Regulatory effects can be categorized by cis- and trans-effects. The cis-effects of eSNPs are often due to changes within the promoter, enhancer or other regulatory regions of a gene that may change the expression of that gene. Trans-effects of the main SNP on module transcripts can be the outcome of two potentially overlapping scenarios: First, a cis main SNP that is located within or close by the coding region of one of the genes in the module can alter the produced protein. The altered protein may then have a trans-regulatory effect on the other transcripts in the module by virtue of its differential expression level despite the protein itself being potentially unmodified. Second, a trans main SNP that is located within or close by the coding region of a gene that is not a part of the module can alter the produced protein. This distant altered protein may then have a trans-effect on the other transcripts in the module by virtue of its modified sequence, despite potentially maintaining its expression level.

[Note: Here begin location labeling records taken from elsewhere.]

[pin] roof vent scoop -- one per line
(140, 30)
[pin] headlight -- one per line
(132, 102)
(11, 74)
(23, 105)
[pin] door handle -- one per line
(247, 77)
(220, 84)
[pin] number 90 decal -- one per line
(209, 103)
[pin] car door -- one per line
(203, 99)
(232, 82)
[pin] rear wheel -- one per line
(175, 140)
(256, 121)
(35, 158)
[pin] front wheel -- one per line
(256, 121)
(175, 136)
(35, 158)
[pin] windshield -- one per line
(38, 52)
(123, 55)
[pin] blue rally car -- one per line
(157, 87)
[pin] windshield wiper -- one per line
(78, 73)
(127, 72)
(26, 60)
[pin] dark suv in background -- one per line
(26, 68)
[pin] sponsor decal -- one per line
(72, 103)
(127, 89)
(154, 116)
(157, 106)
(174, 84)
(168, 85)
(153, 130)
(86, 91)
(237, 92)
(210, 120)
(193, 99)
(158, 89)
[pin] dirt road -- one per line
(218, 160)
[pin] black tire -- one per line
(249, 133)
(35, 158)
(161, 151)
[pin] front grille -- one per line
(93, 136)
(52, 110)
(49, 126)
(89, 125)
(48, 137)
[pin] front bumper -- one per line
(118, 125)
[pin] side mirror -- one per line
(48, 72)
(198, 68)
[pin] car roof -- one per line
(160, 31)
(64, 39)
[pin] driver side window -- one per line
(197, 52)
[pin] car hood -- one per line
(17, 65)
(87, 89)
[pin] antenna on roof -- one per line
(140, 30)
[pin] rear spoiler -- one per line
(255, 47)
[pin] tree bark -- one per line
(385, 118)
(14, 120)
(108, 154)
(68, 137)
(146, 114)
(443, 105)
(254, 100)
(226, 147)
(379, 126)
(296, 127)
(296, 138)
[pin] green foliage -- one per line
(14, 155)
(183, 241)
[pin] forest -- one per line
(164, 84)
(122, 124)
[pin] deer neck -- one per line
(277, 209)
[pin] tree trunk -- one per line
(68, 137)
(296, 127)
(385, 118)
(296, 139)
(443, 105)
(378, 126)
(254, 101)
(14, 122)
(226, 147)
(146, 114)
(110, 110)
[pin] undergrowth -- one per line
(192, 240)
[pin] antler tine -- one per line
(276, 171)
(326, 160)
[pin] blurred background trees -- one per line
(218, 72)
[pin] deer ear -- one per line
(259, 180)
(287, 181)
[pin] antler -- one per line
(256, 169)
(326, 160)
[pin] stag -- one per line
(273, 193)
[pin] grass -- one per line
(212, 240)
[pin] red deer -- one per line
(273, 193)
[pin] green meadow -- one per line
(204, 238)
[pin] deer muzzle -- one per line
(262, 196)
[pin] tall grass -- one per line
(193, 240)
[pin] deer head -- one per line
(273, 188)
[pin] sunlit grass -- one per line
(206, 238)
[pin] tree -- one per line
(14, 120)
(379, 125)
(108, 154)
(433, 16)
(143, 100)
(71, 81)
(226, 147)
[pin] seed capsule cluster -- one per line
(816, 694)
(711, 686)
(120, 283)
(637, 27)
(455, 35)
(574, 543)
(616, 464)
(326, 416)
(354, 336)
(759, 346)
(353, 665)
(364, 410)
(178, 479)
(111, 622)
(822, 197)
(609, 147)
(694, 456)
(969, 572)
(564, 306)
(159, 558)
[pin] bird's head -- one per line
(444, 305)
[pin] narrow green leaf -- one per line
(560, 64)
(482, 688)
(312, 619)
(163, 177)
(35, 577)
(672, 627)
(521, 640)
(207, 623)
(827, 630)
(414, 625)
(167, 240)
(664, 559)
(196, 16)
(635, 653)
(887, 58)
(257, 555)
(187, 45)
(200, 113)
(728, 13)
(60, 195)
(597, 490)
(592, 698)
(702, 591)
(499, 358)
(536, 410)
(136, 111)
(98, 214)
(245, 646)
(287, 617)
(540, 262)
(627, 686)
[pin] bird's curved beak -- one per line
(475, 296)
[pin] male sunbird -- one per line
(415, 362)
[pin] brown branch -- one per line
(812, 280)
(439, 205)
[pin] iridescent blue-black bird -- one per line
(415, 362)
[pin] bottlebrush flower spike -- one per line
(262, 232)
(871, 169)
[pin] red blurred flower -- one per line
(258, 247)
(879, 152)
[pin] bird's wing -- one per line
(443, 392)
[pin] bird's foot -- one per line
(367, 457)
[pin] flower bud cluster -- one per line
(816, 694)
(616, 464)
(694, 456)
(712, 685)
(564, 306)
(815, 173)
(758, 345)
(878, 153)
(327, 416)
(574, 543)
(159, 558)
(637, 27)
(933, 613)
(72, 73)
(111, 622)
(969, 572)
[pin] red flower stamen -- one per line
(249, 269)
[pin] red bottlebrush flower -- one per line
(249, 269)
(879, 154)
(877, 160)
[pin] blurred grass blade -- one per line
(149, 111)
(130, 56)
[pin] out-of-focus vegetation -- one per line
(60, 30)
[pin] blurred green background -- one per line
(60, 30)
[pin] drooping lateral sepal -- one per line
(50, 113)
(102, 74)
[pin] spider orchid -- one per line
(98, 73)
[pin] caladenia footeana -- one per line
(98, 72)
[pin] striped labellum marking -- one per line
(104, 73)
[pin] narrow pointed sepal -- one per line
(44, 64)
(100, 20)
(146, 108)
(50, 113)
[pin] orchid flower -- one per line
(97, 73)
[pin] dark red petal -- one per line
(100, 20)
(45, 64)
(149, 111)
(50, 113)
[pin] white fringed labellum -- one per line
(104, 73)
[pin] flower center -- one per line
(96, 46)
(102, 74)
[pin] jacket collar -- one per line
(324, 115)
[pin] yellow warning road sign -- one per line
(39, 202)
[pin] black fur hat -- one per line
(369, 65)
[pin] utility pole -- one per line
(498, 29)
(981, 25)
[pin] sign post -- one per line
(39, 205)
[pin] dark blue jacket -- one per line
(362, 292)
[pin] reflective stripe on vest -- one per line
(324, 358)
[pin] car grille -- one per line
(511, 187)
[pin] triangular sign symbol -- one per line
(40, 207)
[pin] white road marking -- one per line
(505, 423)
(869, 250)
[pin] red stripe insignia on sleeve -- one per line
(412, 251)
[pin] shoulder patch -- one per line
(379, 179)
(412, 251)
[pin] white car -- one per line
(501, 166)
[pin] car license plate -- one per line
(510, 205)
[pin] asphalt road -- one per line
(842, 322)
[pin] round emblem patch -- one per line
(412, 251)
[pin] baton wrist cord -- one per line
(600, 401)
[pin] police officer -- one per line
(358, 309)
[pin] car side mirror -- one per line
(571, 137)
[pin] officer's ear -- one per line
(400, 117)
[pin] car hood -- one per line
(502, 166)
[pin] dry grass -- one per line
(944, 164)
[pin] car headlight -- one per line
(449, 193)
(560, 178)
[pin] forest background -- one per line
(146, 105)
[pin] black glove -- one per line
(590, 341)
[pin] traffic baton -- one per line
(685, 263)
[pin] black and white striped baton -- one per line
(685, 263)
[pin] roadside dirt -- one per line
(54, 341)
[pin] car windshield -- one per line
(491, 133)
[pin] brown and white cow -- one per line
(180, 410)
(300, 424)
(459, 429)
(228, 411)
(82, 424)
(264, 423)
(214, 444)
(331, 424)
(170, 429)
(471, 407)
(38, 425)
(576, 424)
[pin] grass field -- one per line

All methods previously introduced group transcripts by a shared associated marker and determine intra-cluster interactions by using the correlation of gene expression levels. To our knowledge, this is the first work where a confidence score is assigned to each module and direct/indirect interactions are determined between pairs of transcripts within a module illustrating the dependence/independence of their expression levels conditioned on the main SNP. We are thus able to go beyond traditional clustering-related methods that are based on expression only, and in fact, examine the joint association and the topology of the modules and not merely their content. For completion, we further search for regulatory hierarchical structure within each module: we examine SNPs whose association to transcript levels in a module is conditioned on the main SNP, and denote those as ‘secondary’ SNPs. This step is illustrated as a decision tree where samples in each module are split, first by the genotype of the main SNP and then by the genotype of the secondary SNP. We applied our method to data regarding genotype and gene expression in the liver across 371 samples. This data had been previously analyzed in other means (11
). We observe known relationships from the literature between a module and its associated genetic variants, thereby providing support to our methodology.